Chemical vapour deposition of WSi2 thin films: Equilibrium W-Si-H-Cl-Ar system

Tungsten disilicide (WSi2) can be used in lieu of polycrystalline silicon in very large scale integrated (VLSI) circuit manufacturing; WSi2(s) thin films have been deposited from a vapour-mix of WCl4, SiH2Cl2 (or SiH4), H2, and an argon diluent. The present work describes an equilibrium model for the W-Si-H-Cl-Ar system: the feed-gas mixture is characterized by the atom-ratios (Ar/H), (H/Cl), and (W/Si); during the chemical vapour deposition (CVD), only the latter ratio is expected to change as one or more of condensed phases Si(s), WSi2(s), W5Si3(s) and W(s) begin to form.
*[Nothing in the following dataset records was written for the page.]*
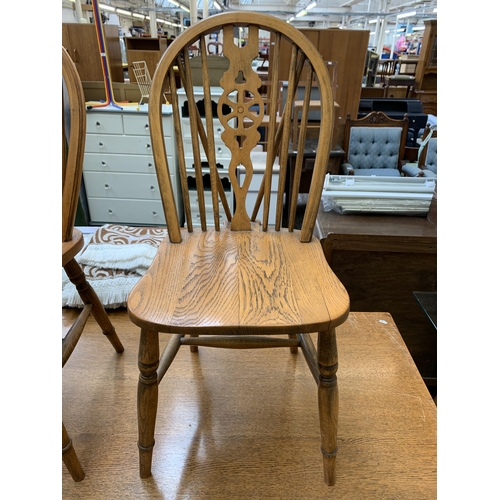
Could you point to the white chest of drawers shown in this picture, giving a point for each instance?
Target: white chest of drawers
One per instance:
(118, 170)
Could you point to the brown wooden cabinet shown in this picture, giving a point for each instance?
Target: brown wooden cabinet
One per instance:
(145, 49)
(348, 49)
(80, 40)
(426, 75)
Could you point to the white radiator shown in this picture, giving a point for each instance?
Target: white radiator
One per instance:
(348, 194)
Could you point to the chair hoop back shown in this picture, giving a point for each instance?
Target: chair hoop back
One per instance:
(227, 118)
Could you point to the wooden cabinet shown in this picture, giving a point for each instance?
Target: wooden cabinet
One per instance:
(149, 50)
(348, 49)
(80, 40)
(118, 169)
(426, 75)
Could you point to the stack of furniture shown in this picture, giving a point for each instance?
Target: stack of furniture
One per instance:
(345, 47)
(80, 40)
(426, 74)
(145, 49)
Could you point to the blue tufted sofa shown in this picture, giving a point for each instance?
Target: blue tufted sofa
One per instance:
(374, 145)
(427, 162)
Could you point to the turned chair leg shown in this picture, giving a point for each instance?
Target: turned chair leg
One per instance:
(70, 459)
(147, 398)
(328, 401)
(88, 296)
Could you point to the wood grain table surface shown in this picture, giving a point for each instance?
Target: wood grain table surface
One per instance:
(255, 435)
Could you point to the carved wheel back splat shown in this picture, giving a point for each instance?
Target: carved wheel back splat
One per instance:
(242, 79)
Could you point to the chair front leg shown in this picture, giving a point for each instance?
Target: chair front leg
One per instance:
(70, 459)
(328, 401)
(88, 296)
(147, 398)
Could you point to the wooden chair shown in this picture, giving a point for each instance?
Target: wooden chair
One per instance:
(73, 145)
(374, 145)
(426, 165)
(240, 283)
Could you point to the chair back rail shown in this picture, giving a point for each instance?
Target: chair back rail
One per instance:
(237, 108)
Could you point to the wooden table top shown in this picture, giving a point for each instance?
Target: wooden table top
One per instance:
(254, 435)
(378, 232)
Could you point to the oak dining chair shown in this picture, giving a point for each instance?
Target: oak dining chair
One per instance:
(73, 145)
(235, 281)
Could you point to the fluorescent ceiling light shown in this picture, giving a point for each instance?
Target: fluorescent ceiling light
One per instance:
(406, 14)
(106, 7)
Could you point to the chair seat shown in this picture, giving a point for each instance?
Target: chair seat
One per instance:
(239, 283)
(72, 247)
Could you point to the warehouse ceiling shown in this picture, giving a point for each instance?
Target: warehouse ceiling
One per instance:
(326, 13)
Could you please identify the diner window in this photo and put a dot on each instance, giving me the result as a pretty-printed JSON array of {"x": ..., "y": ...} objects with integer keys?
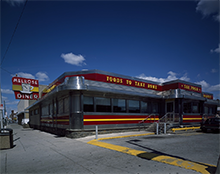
[
  {"x": 88, "y": 104},
  {"x": 119, "y": 105},
  {"x": 133, "y": 106},
  {"x": 44, "y": 110},
  {"x": 66, "y": 104},
  {"x": 195, "y": 107},
  {"x": 144, "y": 107},
  {"x": 155, "y": 108},
  {"x": 187, "y": 107},
  {"x": 103, "y": 104},
  {"x": 35, "y": 111},
  {"x": 60, "y": 106},
  {"x": 206, "y": 110}
]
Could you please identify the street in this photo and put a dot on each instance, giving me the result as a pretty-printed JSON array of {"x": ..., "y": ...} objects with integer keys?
[{"x": 40, "y": 152}]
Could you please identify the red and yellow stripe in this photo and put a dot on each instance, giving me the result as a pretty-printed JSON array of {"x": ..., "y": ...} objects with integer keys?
[
  {"x": 64, "y": 120},
  {"x": 116, "y": 119},
  {"x": 192, "y": 118}
]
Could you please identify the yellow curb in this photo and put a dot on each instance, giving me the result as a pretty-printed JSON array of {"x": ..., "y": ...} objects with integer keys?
[
  {"x": 185, "y": 128},
  {"x": 126, "y": 136},
  {"x": 199, "y": 167}
]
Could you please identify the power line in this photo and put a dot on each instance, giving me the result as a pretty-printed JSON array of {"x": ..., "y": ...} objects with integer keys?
[
  {"x": 14, "y": 32},
  {"x": 7, "y": 71}
]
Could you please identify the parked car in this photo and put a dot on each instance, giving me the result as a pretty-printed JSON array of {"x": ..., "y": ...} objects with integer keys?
[{"x": 212, "y": 124}]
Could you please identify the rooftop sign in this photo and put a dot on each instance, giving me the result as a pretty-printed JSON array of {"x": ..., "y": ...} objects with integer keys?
[{"x": 25, "y": 89}]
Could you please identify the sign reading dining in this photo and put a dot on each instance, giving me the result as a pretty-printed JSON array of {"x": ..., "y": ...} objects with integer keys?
[{"x": 25, "y": 89}]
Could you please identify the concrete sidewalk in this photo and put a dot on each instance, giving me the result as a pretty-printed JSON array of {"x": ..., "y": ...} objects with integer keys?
[{"x": 35, "y": 151}]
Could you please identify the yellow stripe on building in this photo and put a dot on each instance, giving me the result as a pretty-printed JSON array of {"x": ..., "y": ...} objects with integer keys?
[
  {"x": 119, "y": 119},
  {"x": 19, "y": 88},
  {"x": 192, "y": 118}
]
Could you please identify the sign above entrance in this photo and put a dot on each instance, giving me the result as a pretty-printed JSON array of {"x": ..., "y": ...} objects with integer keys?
[
  {"x": 190, "y": 88},
  {"x": 25, "y": 89}
]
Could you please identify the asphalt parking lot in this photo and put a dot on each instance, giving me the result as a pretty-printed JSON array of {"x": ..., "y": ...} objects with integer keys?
[{"x": 40, "y": 152}]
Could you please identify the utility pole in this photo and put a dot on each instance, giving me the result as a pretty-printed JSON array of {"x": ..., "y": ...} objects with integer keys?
[{"x": 1, "y": 110}]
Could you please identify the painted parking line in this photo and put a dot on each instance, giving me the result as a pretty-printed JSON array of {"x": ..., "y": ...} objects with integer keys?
[{"x": 199, "y": 167}]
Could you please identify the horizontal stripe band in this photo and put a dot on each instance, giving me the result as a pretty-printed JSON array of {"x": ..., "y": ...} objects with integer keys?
[
  {"x": 19, "y": 88},
  {"x": 192, "y": 118},
  {"x": 120, "y": 119}
]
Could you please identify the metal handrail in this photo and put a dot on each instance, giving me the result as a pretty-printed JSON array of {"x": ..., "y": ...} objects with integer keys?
[
  {"x": 169, "y": 117},
  {"x": 142, "y": 121}
]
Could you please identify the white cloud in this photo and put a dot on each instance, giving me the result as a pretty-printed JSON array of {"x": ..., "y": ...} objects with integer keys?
[
  {"x": 73, "y": 59},
  {"x": 209, "y": 7},
  {"x": 15, "y": 2},
  {"x": 171, "y": 76},
  {"x": 217, "y": 50},
  {"x": 25, "y": 75},
  {"x": 204, "y": 84},
  {"x": 41, "y": 76},
  {"x": 7, "y": 91},
  {"x": 215, "y": 88},
  {"x": 207, "y": 87},
  {"x": 214, "y": 70}
]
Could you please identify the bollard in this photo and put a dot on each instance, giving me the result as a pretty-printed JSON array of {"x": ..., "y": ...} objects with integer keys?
[
  {"x": 96, "y": 132},
  {"x": 157, "y": 128},
  {"x": 165, "y": 128}
]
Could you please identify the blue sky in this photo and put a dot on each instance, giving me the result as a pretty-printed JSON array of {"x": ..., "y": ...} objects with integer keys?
[{"x": 155, "y": 40}]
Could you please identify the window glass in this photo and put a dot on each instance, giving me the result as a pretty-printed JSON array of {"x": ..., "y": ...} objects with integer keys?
[
  {"x": 155, "y": 108},
  {"x": 66, "y": 105},
  {"x": 119, "y": 105},
  {"x": 206, "y": 110},
  {"x": 195, "y": 107},
  {"x": 211, "y": 110},
  {"x": 133, "y": 106},
  {"x": 144, "y": 107},
  {"x": 60, "y": 106},
  {"x": 103, "y": 104},
  {"x": 88, "y": 104},
  {"x": 44, "y": 110},
  {"x": 35, "y": 111}
]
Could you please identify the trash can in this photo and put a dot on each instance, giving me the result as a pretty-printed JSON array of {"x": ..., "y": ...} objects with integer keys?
[{"x": 6, "y": 138}]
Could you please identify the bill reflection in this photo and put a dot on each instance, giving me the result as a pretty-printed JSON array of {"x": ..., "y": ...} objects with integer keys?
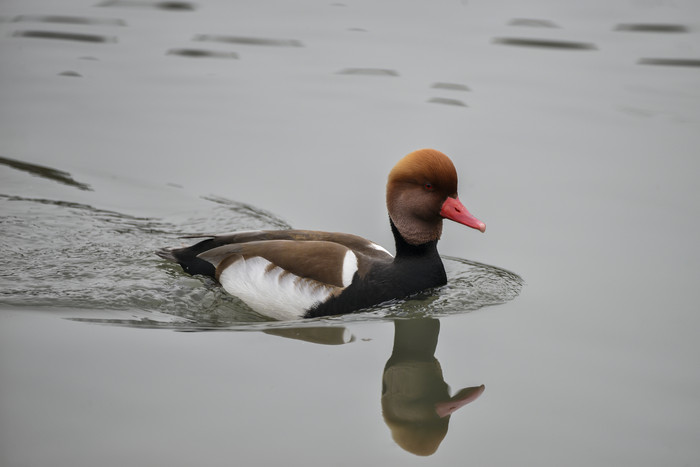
[{"x": 416, "y": 402}]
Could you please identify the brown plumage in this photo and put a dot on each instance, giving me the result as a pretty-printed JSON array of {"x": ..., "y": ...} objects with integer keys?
[{"x": 292, "y": 273}]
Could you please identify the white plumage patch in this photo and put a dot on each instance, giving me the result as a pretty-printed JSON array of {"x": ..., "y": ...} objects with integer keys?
[
  {"x": 272, "y": 291},
  {"x": 349, "y": 267}
]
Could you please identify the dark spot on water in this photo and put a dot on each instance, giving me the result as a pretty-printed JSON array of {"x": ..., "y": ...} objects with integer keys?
[
  {"x": 544, "y": 43},
  {"x": 171, "y": 6},
  {"x": 184, "y": 6},
  {"x": 66, "y": 36},
  {"x": 202, "y": 53},
  {"x": 44, "y": 172},
  {"x": 450, "y": 86},
  {"x": 683, "y": 62},
  {"x": 532, "y": 23},
  {"x": 243, "y": 40},
  {"x": 369, "y": 72},
  {"x": 447, "y": 101},
  {"x": 70, "y": 20},
  {"x": 652, "y": 27}
]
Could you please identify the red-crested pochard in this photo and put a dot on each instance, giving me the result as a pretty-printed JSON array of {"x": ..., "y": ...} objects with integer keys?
[{"x": 288, "y": 274}]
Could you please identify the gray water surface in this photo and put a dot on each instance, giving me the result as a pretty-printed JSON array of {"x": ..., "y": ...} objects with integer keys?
[{"x": 567, "y": 335}]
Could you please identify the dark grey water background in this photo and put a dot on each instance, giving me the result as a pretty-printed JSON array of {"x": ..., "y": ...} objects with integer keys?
[{"x": 574, "y": 127}]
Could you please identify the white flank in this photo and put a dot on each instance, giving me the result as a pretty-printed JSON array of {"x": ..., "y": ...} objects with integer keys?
[
  {"x": 380, "y": 248},
  {"x": 349, "y": 267},
  {"x": 270, "y": 292}
]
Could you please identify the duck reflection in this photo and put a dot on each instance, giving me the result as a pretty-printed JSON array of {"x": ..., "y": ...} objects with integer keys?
[{"x": 416, "y": 403}]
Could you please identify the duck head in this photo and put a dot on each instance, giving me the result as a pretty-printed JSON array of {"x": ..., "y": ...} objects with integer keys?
[{"x": 420, "y": 192}]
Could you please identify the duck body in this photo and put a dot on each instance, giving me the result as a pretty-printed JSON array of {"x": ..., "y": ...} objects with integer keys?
[{"x": 291, "y": 274}]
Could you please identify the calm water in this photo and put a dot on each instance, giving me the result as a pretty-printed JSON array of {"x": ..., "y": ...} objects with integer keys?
[{"x": 124, "y": 124}]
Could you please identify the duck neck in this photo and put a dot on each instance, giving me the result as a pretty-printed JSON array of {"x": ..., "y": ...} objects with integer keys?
[{"x": 405, "y": 250}]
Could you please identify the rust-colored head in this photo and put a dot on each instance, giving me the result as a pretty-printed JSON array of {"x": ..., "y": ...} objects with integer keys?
[{"x": 420, "y": 192}]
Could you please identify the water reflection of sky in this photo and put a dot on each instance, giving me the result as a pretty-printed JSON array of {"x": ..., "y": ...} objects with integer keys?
[{"x": 573, "y": 128}]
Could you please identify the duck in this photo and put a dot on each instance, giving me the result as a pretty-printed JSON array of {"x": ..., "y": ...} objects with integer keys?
[{"x": 293, "y": 274}]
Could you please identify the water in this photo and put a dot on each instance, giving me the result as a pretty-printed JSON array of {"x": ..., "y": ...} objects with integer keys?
[{"x": 126, "y": 124}]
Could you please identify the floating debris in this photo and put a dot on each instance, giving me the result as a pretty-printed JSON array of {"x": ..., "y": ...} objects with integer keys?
[
  {"x": 69, "y": 20},
  {"x": 172, "y": 6},
  {"x": 450, "y": 86},
  {"x": 44, "y": 172},
  {"x": 544, "y": 43},
  {"x": 447, "y": 101},
  {"x": 532, "y": 23},
  {"x": 652, "y": 27},
  {"x": 369, "y": 72},
  {"x": 202, "y": 53},
  {"x": 66, "y": 36},
  {"x": 686, "y": 62},
  {"x": 248, "y": 40}
]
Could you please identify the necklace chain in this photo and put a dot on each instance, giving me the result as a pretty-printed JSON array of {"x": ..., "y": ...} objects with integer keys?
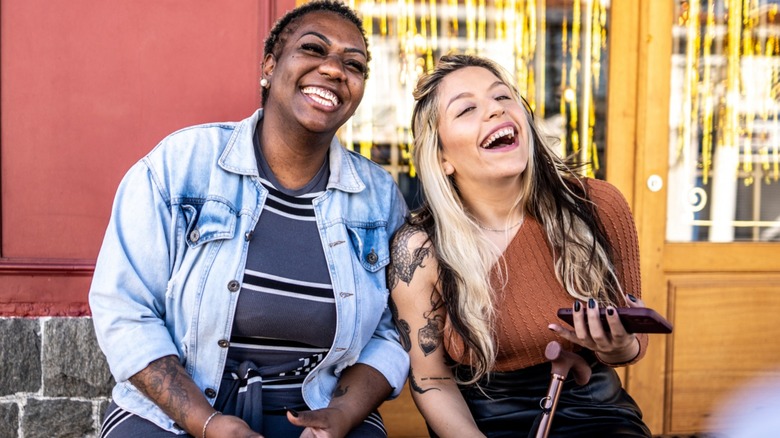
[{"x": 496, "y": 230}]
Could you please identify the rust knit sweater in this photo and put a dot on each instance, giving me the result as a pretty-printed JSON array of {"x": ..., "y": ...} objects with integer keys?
[{"x": 533, "y": 294}]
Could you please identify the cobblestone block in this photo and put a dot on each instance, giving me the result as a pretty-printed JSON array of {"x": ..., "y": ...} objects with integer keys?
[
  {"x": 59, "y": 418},
  {"x": 73, "y": 365},
  {"x": 9, "y": 420},
  {"x": 20, "y": 355}
]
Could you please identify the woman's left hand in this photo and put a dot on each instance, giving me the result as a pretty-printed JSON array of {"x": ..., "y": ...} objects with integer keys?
[
  {"x": 611, "y": 343},
  {"x": 320, "y": 423}
]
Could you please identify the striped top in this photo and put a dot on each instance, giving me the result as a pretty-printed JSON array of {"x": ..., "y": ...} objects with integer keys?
[{"x": 286, "y": 313}]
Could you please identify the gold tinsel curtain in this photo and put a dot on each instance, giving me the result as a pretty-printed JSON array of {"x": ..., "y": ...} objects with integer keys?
[
  {"x": 555, "y": 49},
  {"x": 730, "y": 84}
]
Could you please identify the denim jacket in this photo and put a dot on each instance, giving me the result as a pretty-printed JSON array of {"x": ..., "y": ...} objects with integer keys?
[{"x": 168, "y": 274}]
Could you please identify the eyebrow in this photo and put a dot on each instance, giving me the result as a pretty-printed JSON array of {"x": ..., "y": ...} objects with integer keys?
[
  {"x": 467, "y": 94},
  {"x": 328, "y": 42}
]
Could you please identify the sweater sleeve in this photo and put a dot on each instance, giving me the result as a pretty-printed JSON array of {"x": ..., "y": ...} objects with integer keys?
[{"x": 615, "y": 216}]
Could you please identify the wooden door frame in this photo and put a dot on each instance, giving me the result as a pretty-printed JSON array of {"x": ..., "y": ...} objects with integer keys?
[{"x": 638, "y": 147}]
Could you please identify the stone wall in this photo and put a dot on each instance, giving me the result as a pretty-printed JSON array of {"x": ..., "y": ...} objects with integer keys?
[{"x": 54, "y": 380}]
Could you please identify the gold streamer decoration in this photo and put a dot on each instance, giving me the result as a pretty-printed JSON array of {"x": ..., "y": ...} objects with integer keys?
[
  {"x": 420, "y": 31},
  {"x": 735, "y": 102}
]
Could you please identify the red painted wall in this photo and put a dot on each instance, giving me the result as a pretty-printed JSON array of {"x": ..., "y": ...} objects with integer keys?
[{"x": 87, "y": 87}]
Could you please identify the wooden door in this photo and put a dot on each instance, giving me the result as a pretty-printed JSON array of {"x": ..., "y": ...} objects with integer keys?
[{"x": 723, "y": 298}]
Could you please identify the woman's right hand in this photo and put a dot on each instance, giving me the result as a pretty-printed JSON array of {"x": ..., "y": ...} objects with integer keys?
[{"x": 229, "y": 426}]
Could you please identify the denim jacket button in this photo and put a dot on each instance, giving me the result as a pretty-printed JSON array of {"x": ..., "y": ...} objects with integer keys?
[{"x": 372, "y": 257}]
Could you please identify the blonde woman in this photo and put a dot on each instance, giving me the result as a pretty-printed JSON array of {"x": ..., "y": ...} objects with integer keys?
[{"x": 507, "y": 235}]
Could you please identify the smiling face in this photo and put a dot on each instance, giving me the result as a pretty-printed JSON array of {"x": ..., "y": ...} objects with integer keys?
[
  {"x": 482, "y": 129},
  {"x": 318, "y": 77}
]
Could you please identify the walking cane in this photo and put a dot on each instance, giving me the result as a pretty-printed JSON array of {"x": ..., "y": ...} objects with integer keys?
[{"x": 562, "y": 362}]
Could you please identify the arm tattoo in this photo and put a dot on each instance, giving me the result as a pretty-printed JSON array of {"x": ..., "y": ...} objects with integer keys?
[
  {"x": 413, "y": 384},
  {"x": 339, "y": 391},
  {"x": 405, "y": 263},
  {"x": 161, "y": 381},
  {"x": 429, "y": 337},
  {"x": 435, "y": 378},
  {"x": 403, "y": 328}
]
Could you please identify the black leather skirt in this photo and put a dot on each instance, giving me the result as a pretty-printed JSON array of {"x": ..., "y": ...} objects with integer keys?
[{"x": 508, "y": 404}]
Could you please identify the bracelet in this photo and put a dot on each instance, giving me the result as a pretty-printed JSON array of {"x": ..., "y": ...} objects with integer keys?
[{"x": 208, "y": 420}]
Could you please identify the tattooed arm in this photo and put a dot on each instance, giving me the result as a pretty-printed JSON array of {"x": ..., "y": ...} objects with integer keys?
[
  {"x": 420, "y": 315},
  {"x": 167, "y": 384}
]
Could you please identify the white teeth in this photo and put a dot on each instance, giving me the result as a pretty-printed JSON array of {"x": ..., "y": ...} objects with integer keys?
[
  {"x": 498, "y": 134},
  {"x": 321, "y": 96}
]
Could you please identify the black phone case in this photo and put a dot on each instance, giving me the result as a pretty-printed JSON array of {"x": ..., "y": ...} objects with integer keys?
[{"x": 634, "y": 319}]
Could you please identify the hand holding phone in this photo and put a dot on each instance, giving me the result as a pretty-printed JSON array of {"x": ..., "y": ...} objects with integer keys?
[{"x": 634, "y": 319}]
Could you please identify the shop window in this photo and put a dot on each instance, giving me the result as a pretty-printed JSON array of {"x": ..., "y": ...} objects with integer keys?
[{"x": 724, "y": 146}]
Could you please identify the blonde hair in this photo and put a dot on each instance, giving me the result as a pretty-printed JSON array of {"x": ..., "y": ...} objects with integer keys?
[{"x": 549, "y": 191}]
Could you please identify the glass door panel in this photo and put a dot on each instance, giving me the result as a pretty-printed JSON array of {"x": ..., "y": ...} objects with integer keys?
[{"x": 724, "y": 161}]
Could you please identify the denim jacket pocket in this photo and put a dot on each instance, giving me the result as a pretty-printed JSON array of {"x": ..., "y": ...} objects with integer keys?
[
  {"x": 214, "y": 220},
  {"x": 371, "y": 244}
]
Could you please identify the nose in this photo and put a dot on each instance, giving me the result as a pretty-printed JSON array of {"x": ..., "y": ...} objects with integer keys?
[
  {"x": 333, "y": 68},
  {"x": 495, "y": 109}
]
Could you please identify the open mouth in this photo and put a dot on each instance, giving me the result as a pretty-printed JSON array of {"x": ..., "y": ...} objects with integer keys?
[
  {"x": 502, "y": 137},
  {"x": 321, "y": 96}
]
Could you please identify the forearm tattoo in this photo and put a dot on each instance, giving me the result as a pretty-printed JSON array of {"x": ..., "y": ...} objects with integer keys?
[
  {"x": 339, "y": 391},
  {"x": 403, "y": 328},
  {"x": 405, "y": 263},
  {"x": 416, "y": 387},
  {"x": 162, "y": 382},
  {"x": 429, "y": 336}
]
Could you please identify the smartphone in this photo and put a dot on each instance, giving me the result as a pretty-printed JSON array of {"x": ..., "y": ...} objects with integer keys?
[{"x": 634, "y": 319}]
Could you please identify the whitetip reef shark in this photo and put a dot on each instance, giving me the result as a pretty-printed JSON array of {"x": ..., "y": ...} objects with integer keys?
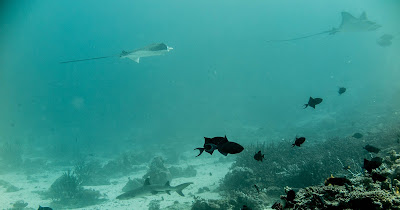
[{"x": 135, "y": 55}]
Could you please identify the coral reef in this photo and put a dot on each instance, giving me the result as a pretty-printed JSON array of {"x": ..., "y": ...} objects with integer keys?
[
  {"x": 154, "y": 205},
  {"x": 132, "y": 184},
  {"x": 67, "y": 192},
  {"x": 158, "y": 172},
  {"x": 176, "y": 172},
  {"x": 19, "y": 205},
  {"x": 362, "y": 191},
  {"x": 124, "y": 165},
  {"x": 90, "y": 173},
  {"x": 306, "y": 168}
]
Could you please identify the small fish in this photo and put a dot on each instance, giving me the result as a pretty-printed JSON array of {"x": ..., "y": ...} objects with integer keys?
[
  {"x": 337, "y": 181},
  {"x": 378, "y": 177},
  {"x": 357, "y": 135},
  {"x": 222, "y": 144},
  {"x": 44, "y": 208},
  {"x": 277, "y": 206},
  {"x": 258, "y": 156},
  {"x": 258, "y": 190},
  {"x": 290, "y": 196},
  {"x": 385, "y": 40},
  {"x": 299, "y": 141},
  {"x": 372, "y": 164},
  {"x": 312, "y": 102},
  {"x": 341, "y": 90},
  {"x": 370, "y": 148}
]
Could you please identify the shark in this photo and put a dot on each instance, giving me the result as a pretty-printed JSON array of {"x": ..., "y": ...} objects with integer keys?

In this work, the CVD-phase diagram was constructed by means of an iterative method that was coupled to the De Donder's extent of reaction formalism; the respective phase-domain boundaries Si(s) + WSi2(s)/WSi2(s)/WSi2(s) + W5Si3(s) were computed for the temperature range of 800-1000 K at 1 atm (101.325 kPa); the SiH2Cl2-content of the feed-gas mixture, characterized by F = [Si0/(Si0 + W0)], was gradually decreased ensuring a complete sweep from the Si(s) + WSi2(s) two-phase-domain to the phase-mixture WSi2(s) + W5Si3(s) for specific (H/Cl) and (Ar/H) ratios. The results are of value in determining the CVD-phase diagrams for the growth of crystalline materials.